We further evaluated performance in predicting gene combination score by dividing testing data into three categories based on the overlap of genes and gene combinations. In the first group, C1, both paired genes overlapped between training and testing data; in the second, C2, only one gene in a pair overlapped between training and testing data; and in the third, C3, no gene overlap between training and testing data. Thus, only seven cell lines, as the testing set respectively, satisfy the splitting rule, while other cell lines as the testing set have a total overlap with the training set. We investigated the prediction performance of three models, those consisting of a multi-omics encoder + cell line encoder, a multi-omics encoder + network encoder, and all three encoders. Fig 5 shows that, in these seven cell-lines, only the multi-omics plus cell-line encoder shows comparable performance across the C1, C2, and C3 subsets.

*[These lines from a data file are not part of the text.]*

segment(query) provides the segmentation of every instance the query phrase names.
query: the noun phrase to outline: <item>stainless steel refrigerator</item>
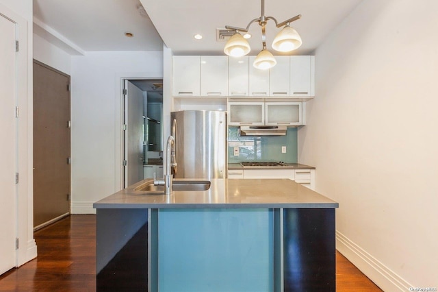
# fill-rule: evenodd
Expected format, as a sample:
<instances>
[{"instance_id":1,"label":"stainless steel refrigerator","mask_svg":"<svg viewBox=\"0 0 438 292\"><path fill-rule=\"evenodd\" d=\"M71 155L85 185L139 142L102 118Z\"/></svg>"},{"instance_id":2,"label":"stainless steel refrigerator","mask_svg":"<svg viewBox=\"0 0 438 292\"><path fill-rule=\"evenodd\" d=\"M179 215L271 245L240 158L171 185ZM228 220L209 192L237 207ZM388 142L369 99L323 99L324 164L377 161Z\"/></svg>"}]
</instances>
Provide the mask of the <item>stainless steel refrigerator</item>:
<instances>
[{"instance_id":1,"label":"stainless steel refrigerator","mask_svg":"<svg viewBox=\"0 0 438 292\"><path fill-rule=\"evenodd\" d=\"M176 178L224 178L227 173L227 112L170 112L175 138Z\"/></svg>"}]
</instances>

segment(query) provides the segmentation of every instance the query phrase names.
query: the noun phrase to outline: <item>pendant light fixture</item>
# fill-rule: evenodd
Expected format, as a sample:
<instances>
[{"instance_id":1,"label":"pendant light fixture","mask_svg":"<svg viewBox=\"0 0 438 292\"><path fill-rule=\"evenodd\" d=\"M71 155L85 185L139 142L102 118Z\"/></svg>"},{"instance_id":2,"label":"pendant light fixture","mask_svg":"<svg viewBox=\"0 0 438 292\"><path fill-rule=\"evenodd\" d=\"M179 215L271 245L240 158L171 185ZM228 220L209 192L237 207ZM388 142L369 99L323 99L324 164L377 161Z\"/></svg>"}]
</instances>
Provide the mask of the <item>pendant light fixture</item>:
<instances>
[{"instance_id":1,"label":"pendant light fixture","mask_svg":"<svg viewBox=\"0 0 438 292\"><path fill-rule=\"evenodd\" d=\"M232 57L240 57L247 55L250 51L250 47L248 41L240 34L240 32L248 32L249 27L253 23L257 22L259 25L261 27L261 42L263 47L261 51L254 60L253 65L259 69L268 69L273 67L276 64L276 61L274 56L266 49L266 26L268 20L271 19L274 21L277 27L284 26L283 29L281 29L274 38L272 45L272 49L281 52L289 52L298 49L302 43L301 37L298 33L290 27L290 23L300 18L301 15L298 14L281 23L277 23L276 19L274 17L265 16L265 0L261 0L261 16L258 19L255 19L250 21L246 28L229 25L225 26L225 28L227 29L234 29L235 34L231 36L231 38L228 40L228 42L227 42L227 44L225 44L224 53Z\"/></svg>"}]
</instances>

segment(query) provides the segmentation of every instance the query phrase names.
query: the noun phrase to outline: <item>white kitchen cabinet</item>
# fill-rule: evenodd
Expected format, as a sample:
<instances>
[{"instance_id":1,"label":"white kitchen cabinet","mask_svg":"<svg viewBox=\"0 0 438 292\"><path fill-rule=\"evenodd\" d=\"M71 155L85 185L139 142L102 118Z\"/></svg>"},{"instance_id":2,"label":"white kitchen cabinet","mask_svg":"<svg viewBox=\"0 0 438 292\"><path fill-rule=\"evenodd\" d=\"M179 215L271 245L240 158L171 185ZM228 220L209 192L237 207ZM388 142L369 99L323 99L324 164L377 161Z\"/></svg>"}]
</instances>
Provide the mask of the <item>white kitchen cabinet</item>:
<instances>
[{"instance_id":1,"label":"white kitchen cabinet","mask_svg":"<svg viewBox=\"0 0 438 292\"><path fill-rule=\"evenodd\" d=\"M229 179L236 179L236 178L244 178L244 171L243 169L231 169L228 171L228 178Z\"/></svg>"},{"instance_id":2,"label":"white kitchen cabinet","mask_svg":"<svg viewBox=\"0 0 438 292\"><path fill-rule=\"evenodd\" d=\"M162 165L143 165L143 178L153 178L153 174L155 173L157 178L163 178L163 166Z\"/></svg>"},{"instance_id":3,"label":"white kitchen cabinet","mask_svg":"<svg viewBox=\"0 0 438 292\"><path fill-rule=\"evenodd\" d=\"M290 96L315 96L315 56L289 58Z\"/></svg>"},{"instance_id":4,"label":"white kitchen cabinet","mask_svg":"<svg viewBox=\"0 0 438 292\"><path fill-rule=\"evenodd\" d=\"M229 125L263 125L265 103L229 102L227 116Z\"/></svg>"},{"instance_id":5,"label":"white kitchen cabinet","mask_svg":"<svg viewBox=\"0 0 438 292\"><path fill-rule=\"evenodd\" d=\"M294 180L294 169L244 169L244 178L288 178Z\"/></svg>"},{"instance_id":6,"label":"white kitchen cabinet","mask_svg":"<svg viewBox=\"0 0 438 292\"><path fill-rule=\"evenodd\" d=\"M229 101L229 125L302 125L302 102Z\"/></svg>"},{"instance_id":7,"label":"white kitchen cabinet","mask_svg":"<svg viewBox=\"0 0 438 292\"><path fill-rule=\"evenodd\" d=\"M276 56L276 64L269 70L269 96L290 95L290 59L288 56Z\"/></svg>"},{"instance_id":8,"label":"white kitchen cabinet","mask_svg":"<svg viewBox=\"0 0 438 292\"><path fill-rule=\"evenodd\" d=\"M239 171L230 170L229 173L229 171ZM243 169L242 171L244 179L288 178L310 189L315 189L315 169Z\"/></svg>"},{"instance_id":9,"label":"white kitchen cabinet","mask_svg":"<svg viewBox=\"0 0 438 292\"><path fill-rule=\"evenodd\" d=\"M267 97L269 95L269 70L261 70L253 66L255 56L249 56L249 95Z\"/></svg>"},{"instance_id":10,"label":"white kitchen cabinet","mask_svg":"<svg viewBox=\"0 0 438 292\"><path fill-rule=\"evenodd\" d=\"M230 97L249 95L249 57L228 58L228 95Z\"/></svg>"},{"instance_id":11,"label":"white kitchen cabinet","mask_svg":"<svg viewBox=\"0 0 438 292\"><path fill-rule=\"evenodd\" d=\"M228 56L201 56L201 96L228 95Z\"/></svg>"},{"instance_id":12,"label":"white kitchen cabinet","mask_svg":"<svg viewBox=\"0 0 438 292\"><path fill-rule=\"evenodd\" d=\"M295 182L315 188L315 169L295 169Z\"/></svg>"},{"instance_id":13,"label":"white kitchen cabinet","mask_svg":"<svg viewBox=\"0 0 438 292\"><path fill-rule=\"evenodd\" d=\"M200 95L201 57L174 56L172 58L172 93L174 97Z\"/></svg>"},{"instance_id":14,"label":"white kitchen cabinet","mask_svg":"<svg viewBox=\"0 0 438 292\"><path fill-rule=\"evenodd\" d=\"M266 102L265 125L302 125L302 102Z\"/></svg>"}]
</instances>

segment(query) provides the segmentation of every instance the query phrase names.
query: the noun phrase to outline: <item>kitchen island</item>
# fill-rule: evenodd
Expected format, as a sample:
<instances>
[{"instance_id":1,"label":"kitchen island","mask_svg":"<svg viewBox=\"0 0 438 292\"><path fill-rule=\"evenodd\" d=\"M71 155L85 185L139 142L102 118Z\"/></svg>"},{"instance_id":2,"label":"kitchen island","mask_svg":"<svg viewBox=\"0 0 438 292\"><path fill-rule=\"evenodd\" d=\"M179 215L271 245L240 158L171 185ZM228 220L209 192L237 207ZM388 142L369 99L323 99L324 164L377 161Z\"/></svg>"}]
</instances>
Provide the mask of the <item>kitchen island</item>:
<instances>
[{"instance_id":1,"label":"kitchen island","mask_svg":"<svg viewBox=\"0 0 438 292\"><path fill-rule=\"evenodd\" d=\"M335 291L338 204L290 180L94 203L99 291Z\"/></svg>"}]
</instances>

  • It is not surprised that predictions in C1 are uniformly better than C2 and C3, as training and validation sets have totally overlapped genes in C1, which C2 and C3 have only partial or no-overlapping genes.
  • When training and validation sets have overlapping genes in C1, models with all three encoders, multi-omics, cell line and network, have the best performance.
  • When training and validation sets have partial or non-overlapping genes in C2 and C3, models with only omics and cell encoders have better prediction performance than models with network encoder. In other words, network encoder makes it worse in predicting gene combination effect for new genes. This performance decline may be attributed to the network encoder based on graph topology, which may struggle to extract meaningful features for unseen gene nodes. Specifically, the network encoder relies on the protein-protein interaction (PPI) graph topology, and each node is represented by population-level gene features across all cell lines. During training, the model only observes part of the graph. As a result, it is difficult for the encoder to fully capture the global structure and generalize to unseen regions of the graph, especially when new genes are connected to subgraphs or neighbors that were never encountered during training. However, for cell lines containing genes that were present in the training set, the results remain strong. As shown in Table 2, the module of multi-omics encoder + network encoder shows 3 cell lines achieve the best performance across all models, and 8 cell lines perform better than all models except the one using all three encoders. And in Fig 4A, the mean performance of the multi-omics encoder combined with the network encoder is second only to the model using all three encoders, outperforming the other models. In S1 Appendix, we used Node2Vec to generate embeddings for the PPI network nodes and added these as additional features to the node inputs. The results show that this approach benefits cell lines containing novel genes do not present in the training set, suggesting that incorporating graph topology features aid in learning representations for new genes to some extent. For more details, please refer to S1 Appendix.

Ablation Studies

We performed ablation studies to select the optimal input dimensions of the network and cell-line encoders. Fig 6A shows the results of our evaluation of three choices of dimension, 64, 128, and 256 for module multi-omics encoder + cell-line encoder and module multi-omics encoder + network encoder, clearly showing that the use of 128 dimensions led to the highest average prediction performance across 18 cell lines in both the network and cell-line encoders. Therefore, in subsequent model development, input will consist of 128 dimensions of gene profiles for the network encoder and 128 dimensions of cell-line profiles for the cell-line encoder. We then performed additional ablation studies to select the dimension of hidden layers, studying 16, 32, 64, and 128 dimensions. We also studied four prediction models: the multi-omics encoder alone, the multi-omics encoder plus the cell-line encoder, the multi-omics encoder plus the network encoder, and the three encoders combined. Fig 6B clearly shows that 32 hidden layers showed the highest prediction performance among the three models and four hidden layer dimensions, except for multi-omics encoder + network encoder. Therefore, in subsequent experiments, we will choose a 32 hidden-layer configuration.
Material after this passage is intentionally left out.